Kala got up and walked by her, looking at the siren girl skeptically. “You want something else, don’t you?”
Lincoln,Nola thought, swiftly. She wanted Lincoln, but then she thought deeper; she drifted to the things she truly wanted.
Nola shrugged. “I want to know who I really am—I want to swim.”
The woman interrupted, “...how about finding out who your parents are?”
Nola nodded in silence.
“I guarantee, whoever they are, they’ve not forgotten about you. If they are still alive, that is. A mother never forgets or stops loving their child,” Kala said.
Nola frowned. “It seems, though, Mazie thinks you hate her,” she said. “Unless this is how you always treated each other.”
Kala let out a small laugh. “Mazie was young when she left.

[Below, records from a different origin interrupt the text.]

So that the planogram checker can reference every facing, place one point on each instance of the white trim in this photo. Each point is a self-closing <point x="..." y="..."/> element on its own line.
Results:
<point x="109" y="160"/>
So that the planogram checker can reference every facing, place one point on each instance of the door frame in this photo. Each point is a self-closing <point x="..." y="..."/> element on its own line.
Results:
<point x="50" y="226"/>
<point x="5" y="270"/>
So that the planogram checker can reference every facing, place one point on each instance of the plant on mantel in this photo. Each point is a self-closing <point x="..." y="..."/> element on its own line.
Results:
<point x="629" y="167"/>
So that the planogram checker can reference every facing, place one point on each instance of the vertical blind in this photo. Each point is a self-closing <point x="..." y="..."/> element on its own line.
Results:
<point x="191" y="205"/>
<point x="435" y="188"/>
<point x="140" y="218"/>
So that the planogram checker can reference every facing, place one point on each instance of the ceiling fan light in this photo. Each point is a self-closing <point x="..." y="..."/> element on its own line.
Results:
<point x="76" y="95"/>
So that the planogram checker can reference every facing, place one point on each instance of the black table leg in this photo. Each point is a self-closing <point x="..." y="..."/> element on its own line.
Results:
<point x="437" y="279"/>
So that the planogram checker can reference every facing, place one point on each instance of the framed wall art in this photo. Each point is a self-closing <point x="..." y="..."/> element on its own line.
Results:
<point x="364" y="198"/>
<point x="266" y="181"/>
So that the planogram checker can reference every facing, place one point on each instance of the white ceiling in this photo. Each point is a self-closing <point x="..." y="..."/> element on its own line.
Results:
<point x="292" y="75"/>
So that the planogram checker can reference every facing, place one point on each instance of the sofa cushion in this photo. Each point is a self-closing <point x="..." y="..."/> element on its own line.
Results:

Her hatred towards me runs deep.” Her smile slipped. “Especially after what happened the week she left.”
Nola’s forehead creased.
“You want to know what happened, don’t you?”
Nola nodded eagerly. “Yes. I do want to know.”
Kala walked towards a path and Nola followed closely behind until they reached a bridge. “Mazie and her sister believed they could fly.”
Nola’s lips parted. “Like a fairy?”
“Like a bird,” she corrected, “A raven, to be exact.”